Non te lo ricorderai perché eri troppo piccola o forse un giorno, sorprendendomi per l’ennesima volta, mi racconterai di come hai vissuto quei giorni terribili.
Durante quelle sere, ti mettevo sempre io a letto. Tu sceglievi meticolosamente un libro dalla libreria e io mi sedevo sulla poltrona e cominciavo a leggere.

Ecco, la cosa che volevo raccontarti è questa. In quelle sere prima di dormire io registravo la mia voce che leggeva le tue storie preferite. Non so esattamente per quale ragione. Certo non avrei immaginato che un giorno quelle registrazioni mi avrebbero fatto compagnia.
Nel tempo questa cosa era finita chissà dove nei ricordi e l’avevo quasi rimossa. Me ne sono ricordato improvvisamente qualche giorno fa.
Stavo facendo un trekking sui Lucretili e mentre percorrevo gli ultimi 2 chilometri verso la vetta del Monte Gennaro, nel folto di un tratto di foresta, mi è venuta improvvisamente in mente.
Ho percorso l’ultimo pezzo arrancando un po’ e accusando un dolore lato alla gamba sinistra ma sono arrivato in cima senza troppa fatica.
In vetta non c’era nessuno. Mi sono arrampicato sul cubo di sassi e cemento che sorregge la croce di ferro e seduto sul ciglio. C’era vento e anche se faceva caldo si stava bene. Con le gambe penzoloni e l’orizzonte sterminato tutto intorno, ho rovistato nello zaino per trovare il telefono. Mi sono ficcato le cuffie nelle orecchie e, scalando una selva di messaggi vocali mai inviati, ho finalmente trovato i file che cercavo e premuto play su “Zeb”.

La storia è incentrata su una piccola zebra che va al campo estivo per la prima volta nella sua vita. È sconsolata e triste perché dovrà lasciare i suoi genitori e teme di non farcela a stargli lontano per così tanto tempo. La mamma e il papà hanno allora l’idea di imprimere i loro baci sui dei foglietti che arrotolano come caramelle e ficcano dentro una scatola. Così, ogni volta che Zeb sarà triste, potrà tirare fuori dalla scatola un bacio-caramella e sentirsi meno lontano da casa. La cosa funziona a tal punto che durante la prima notte di viaggio, non solo Zeb ma l’intera compagnia di zebre usa i baci-caramella per consolarsi e sopravvivere alla malinconia.
La mia voce nelle cuffie legge l’ultima frase del libro e poi ti dice “Adesso si dorme” e la tua risponde “ma è già finita? Era troppo corta”, poi la registrazione si interrompe.
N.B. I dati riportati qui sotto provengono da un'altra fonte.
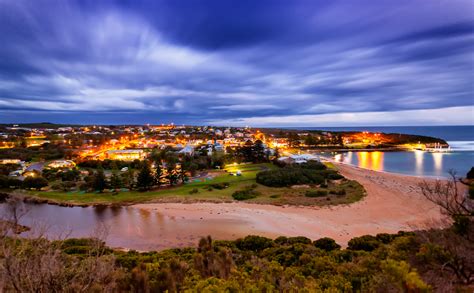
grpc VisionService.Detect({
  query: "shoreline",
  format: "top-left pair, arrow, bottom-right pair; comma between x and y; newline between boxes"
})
4,164 -> 447,251
131,165 -> 445,247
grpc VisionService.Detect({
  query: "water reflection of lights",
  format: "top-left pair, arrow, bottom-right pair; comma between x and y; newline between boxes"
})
347,152 -> 352,164
415,150 -> 425,175
431,153 -> 443,175
357,152 -> 369,168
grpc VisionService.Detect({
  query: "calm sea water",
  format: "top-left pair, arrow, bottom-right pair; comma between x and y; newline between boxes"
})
299,125 -> 474,177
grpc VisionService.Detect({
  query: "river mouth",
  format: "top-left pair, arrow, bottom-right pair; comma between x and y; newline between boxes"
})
0,203 -> 272,251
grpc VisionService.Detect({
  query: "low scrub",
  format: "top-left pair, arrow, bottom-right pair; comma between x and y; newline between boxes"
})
305,190 -> 328,197
232,184 -> 260,200
256,162 -> 344,187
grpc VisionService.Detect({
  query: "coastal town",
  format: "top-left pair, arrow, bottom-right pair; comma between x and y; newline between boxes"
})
0,124 -> 449,180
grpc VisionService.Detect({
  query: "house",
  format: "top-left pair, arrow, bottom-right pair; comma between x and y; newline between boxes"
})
106,149 -> 146,161
178,144 -> 194,156
48,160 -> 76,169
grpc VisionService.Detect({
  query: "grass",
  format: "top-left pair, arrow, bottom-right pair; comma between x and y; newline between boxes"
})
18,164 -> 365,206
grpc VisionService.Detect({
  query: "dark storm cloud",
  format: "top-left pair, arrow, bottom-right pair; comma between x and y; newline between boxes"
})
0,0 -> 474,124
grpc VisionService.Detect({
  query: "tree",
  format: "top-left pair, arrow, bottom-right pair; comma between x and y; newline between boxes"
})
137,161 -> 154,190
92,166 -> 107,192
314,237 -> 341,251
23,177 -> 48,190
110,170 -> 123,189
420,171 -> 474,285
153,159 -> 163,186
419,170 -> 474,235
466,167 -> 474,179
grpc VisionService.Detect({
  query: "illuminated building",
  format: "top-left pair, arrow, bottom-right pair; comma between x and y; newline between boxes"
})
106,149 -> 146,161
48,160 -> 76,168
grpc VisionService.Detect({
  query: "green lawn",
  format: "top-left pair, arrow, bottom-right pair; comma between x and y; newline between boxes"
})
20,164 -> 365,205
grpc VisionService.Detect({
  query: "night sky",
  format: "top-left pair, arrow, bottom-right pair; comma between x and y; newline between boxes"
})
0,0 -> 474,127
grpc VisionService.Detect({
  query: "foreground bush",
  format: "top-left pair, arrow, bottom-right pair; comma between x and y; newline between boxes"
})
256,162 -> 344,187
0,230 -> 444,292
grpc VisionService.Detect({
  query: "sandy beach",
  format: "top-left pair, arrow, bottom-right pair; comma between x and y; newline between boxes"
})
134,164 -> 443,247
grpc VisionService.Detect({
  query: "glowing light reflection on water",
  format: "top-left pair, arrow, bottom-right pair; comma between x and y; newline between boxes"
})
334,151 -> 474,177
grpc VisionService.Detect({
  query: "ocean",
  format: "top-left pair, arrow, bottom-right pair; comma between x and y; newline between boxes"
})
293,125 -> 474,178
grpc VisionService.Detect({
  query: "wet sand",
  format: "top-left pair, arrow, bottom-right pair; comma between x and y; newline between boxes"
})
133,164 -> 443,248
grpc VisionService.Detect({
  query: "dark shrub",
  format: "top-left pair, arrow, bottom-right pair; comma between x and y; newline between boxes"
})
22,177 -> 48,190
210,182 -> 230,190
336,189 -> 346,195
256,162 -> 344,187
466,167 -> 474,179
305,190 -> 328,197
327,173 -> 344,180
313,237 -> 341,251
232,189 -> 260,200
274,236 -> 311,245
235,235 -> 273,251
347,235 -> 380,251
375,233 -> 395,244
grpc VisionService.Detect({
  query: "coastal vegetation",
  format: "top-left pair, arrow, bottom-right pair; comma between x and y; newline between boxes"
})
5,163 -> 365,206
0,170 -> 474,292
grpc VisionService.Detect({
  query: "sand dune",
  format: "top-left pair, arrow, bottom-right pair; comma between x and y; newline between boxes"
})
134,164 -> 443,246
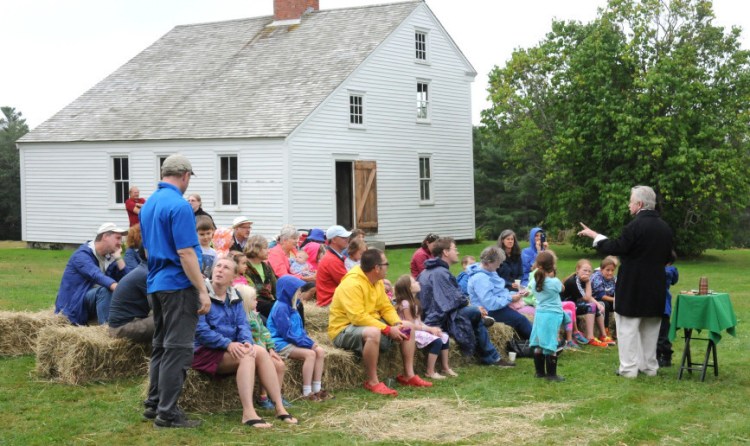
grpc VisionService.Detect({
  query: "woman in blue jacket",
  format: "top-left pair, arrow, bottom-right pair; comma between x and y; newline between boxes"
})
467,246 -> 531,339
267,274 -> 333,401
192,257 -> 297,428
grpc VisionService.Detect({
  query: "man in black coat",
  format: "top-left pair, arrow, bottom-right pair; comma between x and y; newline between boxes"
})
578,186 -> 673,378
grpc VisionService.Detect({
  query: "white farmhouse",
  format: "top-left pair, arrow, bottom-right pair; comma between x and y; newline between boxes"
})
18,0 -> 476,244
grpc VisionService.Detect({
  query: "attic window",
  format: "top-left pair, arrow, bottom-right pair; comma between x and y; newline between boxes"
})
112,156 -> 130,204
349,93 -> 365,126
414,31 -> 427,62
417,81 -> 430,121
219,155 -> 240,206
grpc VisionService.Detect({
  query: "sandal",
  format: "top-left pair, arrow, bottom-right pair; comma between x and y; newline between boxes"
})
242,418 -> 271,429
276,413 -> 299,425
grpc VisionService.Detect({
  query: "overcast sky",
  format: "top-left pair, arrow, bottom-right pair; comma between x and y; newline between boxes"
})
0,0 -> 750,128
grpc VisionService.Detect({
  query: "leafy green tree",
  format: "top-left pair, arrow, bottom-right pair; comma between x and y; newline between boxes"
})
0,107 -> 29,240
474,127 -> 542,240
483,0 -> 750,255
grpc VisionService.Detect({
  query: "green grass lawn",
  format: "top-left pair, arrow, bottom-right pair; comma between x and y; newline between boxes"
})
0,244 -> 750,445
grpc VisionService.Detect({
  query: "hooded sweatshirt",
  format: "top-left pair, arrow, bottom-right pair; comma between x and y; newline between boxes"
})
268,275 -> 315,350
466,263 -> 512,311
521,228 -> 543,286
328,266 -> 401,340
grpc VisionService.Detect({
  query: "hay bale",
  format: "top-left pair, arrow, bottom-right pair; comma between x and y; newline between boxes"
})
181,369 -> 242,413
487,322 -> 516,357
178,333 -> 365,413
304,302 -> 329,337
35,325 -> 151,385
0,310 -> 70,356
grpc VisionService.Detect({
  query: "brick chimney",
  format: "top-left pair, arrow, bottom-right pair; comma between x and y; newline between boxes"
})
273,0 -> 320,21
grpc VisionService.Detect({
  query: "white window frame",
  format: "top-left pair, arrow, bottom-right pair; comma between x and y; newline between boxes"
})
417,153 -> 435,205
416,79 -> 432,123
414,28 -> 430,65
216,153 -> 240,210
348,90 -> 365,129
109,154 -> 130,208
156,153 -> 171,182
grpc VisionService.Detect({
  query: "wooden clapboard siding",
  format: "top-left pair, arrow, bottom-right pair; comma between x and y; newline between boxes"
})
288,5 -> 475,244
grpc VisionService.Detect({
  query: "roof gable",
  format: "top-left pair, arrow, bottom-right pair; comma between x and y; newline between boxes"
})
20,1 -> 422,142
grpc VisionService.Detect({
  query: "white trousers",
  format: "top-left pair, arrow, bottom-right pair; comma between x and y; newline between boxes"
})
615,313 -> 661,378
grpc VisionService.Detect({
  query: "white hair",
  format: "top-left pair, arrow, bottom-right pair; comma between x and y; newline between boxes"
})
630,186 -> 656,210
279,225 -> 299,241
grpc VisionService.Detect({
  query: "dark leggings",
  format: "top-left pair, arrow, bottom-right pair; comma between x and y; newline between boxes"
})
426,338 -> 449,355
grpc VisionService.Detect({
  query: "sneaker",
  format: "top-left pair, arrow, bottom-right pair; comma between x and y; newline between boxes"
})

Mi sfilo le cuffie dalle orecchie. Il vento mi soffia in faccia ricordi e tristezza. Chissà a chi apparteneva la voce che leggeva quella favola, chissà che pensieri si portava dietro. Pur avendo quasi dimenticato quella favola, devo aver interiorizzato a tal punto i suoi precetti da farli miei. Non so nemmeno dire quante volte in questi due anni ti ho sentita dire “papà quando sono con te mi manca mamma e quando sono con lei mi manchi tu”. Una domanda alla quale rispondo sempre allo stesso modo: anche tu mi manchi tesoro, ma nei pensieri di mamma e papà tu ci sei sempre, anche quando non siamo con te. Esattamente come noi siamo sempre nei tuoi, non lo scordare mai.